Embryos respond to their environment in vitro or in vivo in diverse ways that can influence their future growth and health. As discussed above, developmental plasticity, evident in epigenetic, metabolic, and proliferative states can lead to changes in fetal development through changes in imprinted gene expression, nutrient, and stress-related signaling pathways or cell cycling and apoptotic rates.
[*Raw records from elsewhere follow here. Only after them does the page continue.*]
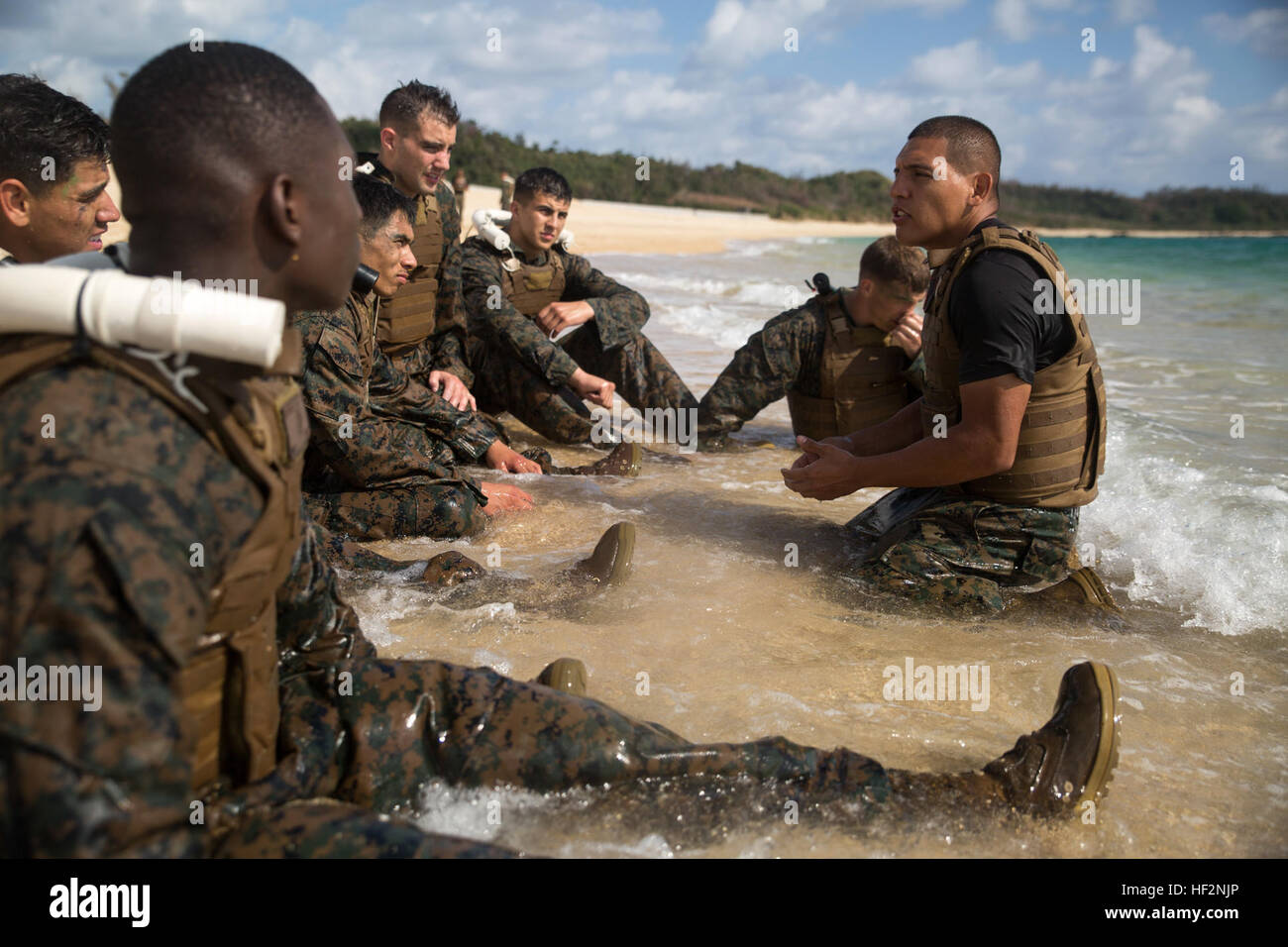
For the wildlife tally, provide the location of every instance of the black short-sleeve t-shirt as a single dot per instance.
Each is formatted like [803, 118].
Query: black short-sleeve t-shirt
[996, 322]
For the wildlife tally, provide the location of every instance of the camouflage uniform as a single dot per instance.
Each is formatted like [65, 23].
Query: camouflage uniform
[382, 449]
[445, 347]
[935, 547]
[519, 369]
[95, 532]
[787, 354]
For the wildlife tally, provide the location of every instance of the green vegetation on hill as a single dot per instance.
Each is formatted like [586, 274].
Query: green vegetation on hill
[841, 196]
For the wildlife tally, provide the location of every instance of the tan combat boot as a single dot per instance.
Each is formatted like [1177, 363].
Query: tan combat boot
[567, 674]
[1050, 772]
[451, 569]
[610, 560]
[622, 460]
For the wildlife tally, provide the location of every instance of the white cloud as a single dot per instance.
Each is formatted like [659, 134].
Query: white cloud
[738, 33]
[1018, 20]
[601, 77]
[1132, 11]
[967, 67]
[1265, 30]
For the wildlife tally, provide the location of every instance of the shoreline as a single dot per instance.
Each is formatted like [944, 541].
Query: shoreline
[655, 228]
[609, 227]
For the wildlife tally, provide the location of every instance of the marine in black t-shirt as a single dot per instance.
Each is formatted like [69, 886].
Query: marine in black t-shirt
[996, 322]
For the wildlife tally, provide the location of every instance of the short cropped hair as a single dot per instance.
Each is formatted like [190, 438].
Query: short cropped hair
[404, 105]
[39, 123]
[541, 180]
[378, 202]
[228, 112]
[971, 145]
[890, 263]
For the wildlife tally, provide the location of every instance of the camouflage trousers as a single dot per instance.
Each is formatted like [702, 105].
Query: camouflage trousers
[643, 376]
[408, 506]
[961, 552]
[366, 736]
[786, 354]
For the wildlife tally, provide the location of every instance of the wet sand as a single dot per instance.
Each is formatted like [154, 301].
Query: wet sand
[738, 644]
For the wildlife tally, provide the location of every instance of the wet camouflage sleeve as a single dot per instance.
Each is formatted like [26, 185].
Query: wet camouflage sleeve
[364, 447]
[501, 325]
[450, 329]
[98, 525]
[99, 569]
[402, 398]
[619, 312]
[787, 354]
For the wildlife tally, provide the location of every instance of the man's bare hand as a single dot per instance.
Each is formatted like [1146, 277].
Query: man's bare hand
[452, 389]
[823, 471]
[501, 497]
[558, 316]
[501, 458]
[907, 334]
[592, 388]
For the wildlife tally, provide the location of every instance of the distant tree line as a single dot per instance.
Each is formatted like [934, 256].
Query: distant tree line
[841, 196]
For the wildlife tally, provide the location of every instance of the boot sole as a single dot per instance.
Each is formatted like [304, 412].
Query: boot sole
[1094, 589]
[1107, 750]
[623, 556]
[636, 462]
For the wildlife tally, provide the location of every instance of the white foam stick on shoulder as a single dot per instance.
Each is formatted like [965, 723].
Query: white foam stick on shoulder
[166, 315]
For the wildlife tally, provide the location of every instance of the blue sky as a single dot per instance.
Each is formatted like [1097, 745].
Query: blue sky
[1167, 97]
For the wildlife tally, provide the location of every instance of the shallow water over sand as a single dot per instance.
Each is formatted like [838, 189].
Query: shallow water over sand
[735, 644]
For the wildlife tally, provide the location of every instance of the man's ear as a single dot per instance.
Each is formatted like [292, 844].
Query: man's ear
[16, 202]
[982, 187]
[282, 210]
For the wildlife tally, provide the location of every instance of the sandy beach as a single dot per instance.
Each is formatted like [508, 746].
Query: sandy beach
[647, 228]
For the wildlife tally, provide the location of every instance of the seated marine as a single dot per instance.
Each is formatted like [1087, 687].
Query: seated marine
[1008, 442]
[381, 460]
[548, 329]
[845, 360]
[53, 172]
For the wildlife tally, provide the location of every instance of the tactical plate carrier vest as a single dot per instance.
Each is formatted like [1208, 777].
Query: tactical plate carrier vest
[1061, 446]
[861, 380]
[407, 318]
[228, 684]
[531, 289]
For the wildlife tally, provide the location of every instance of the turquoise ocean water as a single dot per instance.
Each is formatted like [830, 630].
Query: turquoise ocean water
[1193, 512]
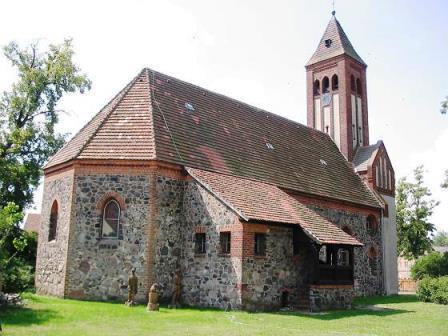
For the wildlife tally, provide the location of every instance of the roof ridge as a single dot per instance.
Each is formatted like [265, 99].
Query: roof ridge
[112, 109]
[105, 106]
[153, 129]
[253, 107]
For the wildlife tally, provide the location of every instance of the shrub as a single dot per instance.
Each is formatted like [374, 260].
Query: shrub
[432, 265]
[433, 290]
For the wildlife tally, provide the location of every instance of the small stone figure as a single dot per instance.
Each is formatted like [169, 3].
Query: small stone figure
[175, 300]
[132, 289]
[153, 296]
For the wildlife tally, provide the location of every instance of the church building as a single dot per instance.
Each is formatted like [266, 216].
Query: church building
[251, 210]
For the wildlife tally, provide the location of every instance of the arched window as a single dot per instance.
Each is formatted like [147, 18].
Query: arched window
[358, 87]
[325, 85]
[372, 253]
[53, 221]
[316, 87]
[111, 219]
[347, 230]
[334, 82]
[353, 83]
[372, 225]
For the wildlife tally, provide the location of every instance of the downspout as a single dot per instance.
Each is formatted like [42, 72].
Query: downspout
[383, 251]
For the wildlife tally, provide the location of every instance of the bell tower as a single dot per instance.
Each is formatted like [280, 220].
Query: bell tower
[337, 91]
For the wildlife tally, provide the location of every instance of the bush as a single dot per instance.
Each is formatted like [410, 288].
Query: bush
[431, 265]
[433, 290]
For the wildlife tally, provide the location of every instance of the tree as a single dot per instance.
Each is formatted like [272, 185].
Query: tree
[440, 239]
[17, 251]
[445, 183]
[414, 207]
[444, 106]
[28, 115]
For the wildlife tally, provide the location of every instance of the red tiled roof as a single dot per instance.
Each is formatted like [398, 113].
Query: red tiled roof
[32, 223]
[159, 117]
[254, 200]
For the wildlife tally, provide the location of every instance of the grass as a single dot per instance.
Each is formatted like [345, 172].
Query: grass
[394, 315]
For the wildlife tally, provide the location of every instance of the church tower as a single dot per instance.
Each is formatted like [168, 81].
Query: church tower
[337, 91]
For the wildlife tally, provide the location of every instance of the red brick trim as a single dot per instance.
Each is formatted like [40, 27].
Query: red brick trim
[332, 286]
[200, 229]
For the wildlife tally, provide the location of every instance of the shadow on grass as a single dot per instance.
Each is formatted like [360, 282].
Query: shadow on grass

Last, we consider the interaction between the embryo-centric phenotype changes and the maternal environment during subsequent gestation.
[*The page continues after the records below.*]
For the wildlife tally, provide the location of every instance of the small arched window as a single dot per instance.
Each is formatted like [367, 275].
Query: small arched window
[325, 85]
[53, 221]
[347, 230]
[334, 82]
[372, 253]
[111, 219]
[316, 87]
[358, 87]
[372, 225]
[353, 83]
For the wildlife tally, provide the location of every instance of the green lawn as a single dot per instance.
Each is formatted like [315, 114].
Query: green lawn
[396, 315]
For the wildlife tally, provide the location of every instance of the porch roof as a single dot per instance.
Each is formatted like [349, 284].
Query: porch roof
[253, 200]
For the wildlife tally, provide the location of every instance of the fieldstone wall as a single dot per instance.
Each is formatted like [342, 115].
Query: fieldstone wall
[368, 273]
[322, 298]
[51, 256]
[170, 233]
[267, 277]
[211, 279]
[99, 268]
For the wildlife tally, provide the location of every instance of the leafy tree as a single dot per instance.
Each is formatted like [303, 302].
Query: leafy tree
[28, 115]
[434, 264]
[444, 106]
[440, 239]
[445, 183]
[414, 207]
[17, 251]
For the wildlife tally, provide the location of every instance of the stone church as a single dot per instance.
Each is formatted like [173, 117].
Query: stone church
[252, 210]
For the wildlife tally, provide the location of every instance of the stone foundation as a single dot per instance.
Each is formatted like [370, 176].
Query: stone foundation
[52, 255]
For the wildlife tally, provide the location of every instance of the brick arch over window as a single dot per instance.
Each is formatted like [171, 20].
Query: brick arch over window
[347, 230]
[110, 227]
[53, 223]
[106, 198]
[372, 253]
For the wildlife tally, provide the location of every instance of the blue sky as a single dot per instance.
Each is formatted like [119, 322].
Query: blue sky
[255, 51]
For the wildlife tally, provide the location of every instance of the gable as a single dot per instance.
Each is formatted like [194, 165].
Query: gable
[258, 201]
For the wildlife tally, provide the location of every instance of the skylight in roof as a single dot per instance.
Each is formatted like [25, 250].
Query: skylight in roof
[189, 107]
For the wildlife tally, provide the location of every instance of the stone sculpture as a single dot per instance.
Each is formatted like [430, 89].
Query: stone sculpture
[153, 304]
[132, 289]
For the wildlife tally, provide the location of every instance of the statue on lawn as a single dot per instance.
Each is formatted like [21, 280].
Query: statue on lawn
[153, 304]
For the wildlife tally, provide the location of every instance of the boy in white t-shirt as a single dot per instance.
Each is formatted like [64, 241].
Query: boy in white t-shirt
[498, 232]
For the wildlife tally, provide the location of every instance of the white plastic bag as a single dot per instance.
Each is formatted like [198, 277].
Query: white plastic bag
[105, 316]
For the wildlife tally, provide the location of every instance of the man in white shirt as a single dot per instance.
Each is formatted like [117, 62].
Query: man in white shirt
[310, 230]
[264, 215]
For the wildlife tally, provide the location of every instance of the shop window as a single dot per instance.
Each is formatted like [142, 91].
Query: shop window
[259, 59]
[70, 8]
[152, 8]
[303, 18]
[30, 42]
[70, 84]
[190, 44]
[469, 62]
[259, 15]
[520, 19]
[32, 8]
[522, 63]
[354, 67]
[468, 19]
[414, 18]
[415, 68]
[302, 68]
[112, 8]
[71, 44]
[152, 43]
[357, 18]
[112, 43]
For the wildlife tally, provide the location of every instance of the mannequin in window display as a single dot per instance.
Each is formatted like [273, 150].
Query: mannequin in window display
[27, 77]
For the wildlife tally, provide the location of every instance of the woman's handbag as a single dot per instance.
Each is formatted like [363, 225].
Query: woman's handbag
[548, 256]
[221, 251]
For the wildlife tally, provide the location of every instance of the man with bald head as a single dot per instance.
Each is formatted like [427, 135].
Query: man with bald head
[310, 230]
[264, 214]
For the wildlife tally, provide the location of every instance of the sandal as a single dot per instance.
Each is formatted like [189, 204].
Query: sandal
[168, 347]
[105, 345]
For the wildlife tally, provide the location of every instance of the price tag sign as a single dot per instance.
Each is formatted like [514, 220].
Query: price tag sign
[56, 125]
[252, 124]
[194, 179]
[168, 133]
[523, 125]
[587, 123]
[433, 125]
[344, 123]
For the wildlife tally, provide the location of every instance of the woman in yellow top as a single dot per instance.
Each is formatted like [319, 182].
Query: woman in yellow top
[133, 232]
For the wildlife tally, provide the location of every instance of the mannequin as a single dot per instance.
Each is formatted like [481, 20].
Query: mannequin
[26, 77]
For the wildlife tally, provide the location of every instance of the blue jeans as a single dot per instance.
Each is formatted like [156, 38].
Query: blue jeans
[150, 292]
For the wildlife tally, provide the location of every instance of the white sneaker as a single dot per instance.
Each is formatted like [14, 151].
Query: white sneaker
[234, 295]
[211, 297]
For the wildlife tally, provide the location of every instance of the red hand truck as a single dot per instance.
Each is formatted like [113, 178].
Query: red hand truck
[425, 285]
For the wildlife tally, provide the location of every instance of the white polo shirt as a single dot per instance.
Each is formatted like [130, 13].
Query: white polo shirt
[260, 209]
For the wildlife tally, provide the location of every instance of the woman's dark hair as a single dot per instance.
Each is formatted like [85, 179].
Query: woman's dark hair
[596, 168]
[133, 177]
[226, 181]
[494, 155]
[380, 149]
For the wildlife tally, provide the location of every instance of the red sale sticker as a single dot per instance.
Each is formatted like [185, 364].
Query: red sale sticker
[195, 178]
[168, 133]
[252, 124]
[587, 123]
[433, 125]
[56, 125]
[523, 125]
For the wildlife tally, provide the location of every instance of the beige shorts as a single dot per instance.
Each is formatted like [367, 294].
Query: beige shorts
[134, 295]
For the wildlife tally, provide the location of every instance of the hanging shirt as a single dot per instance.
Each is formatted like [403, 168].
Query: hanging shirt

The search for basic mechanisms underlying the intrauterine programming of fetal and postnatal growth, cardiovascular, and metabolic physiology and ultimately the enhanced risk of adult-onset disease has indicated a complex network of interactions with a central role for maternal-fetal neuroendocrine signaling [reviewed in 140–142]. Maternal undernutrition during gestation alters maternal steroid hormone levels, including elevation of glucocorticoids (GC; corticosterone, cortisol), the stress hormones, which can profoundly influence the physiological condition of the conceptus [143]. Fetal protection against maternal GC is enzymatically regulated by placental 11ß-hydroxysteroid dehydrogenase type 2 (11ß-HSD2), which converts GC to an inactive form [144]. Placental 11ß-HSD2 expression and activity are reduced by maternal undernutrition, resulting in increased GC exposure to the fetus [145–147]. This exposure can alter the setting of the fetal hypothalamus-pituitary-adrenal (HPA) axis, leading to elevated fetal GC activity which, through the nuclear GC receptors, can modify the expression of many downstream genes controlling growth and metabolism, including cardiovascular and renal physiology [140–142]. Vascular function and setting of resting blood pressure can be further modified via the renin-angiotensin system and kidney nephrogenesis in response to HPA modulation [141, 148].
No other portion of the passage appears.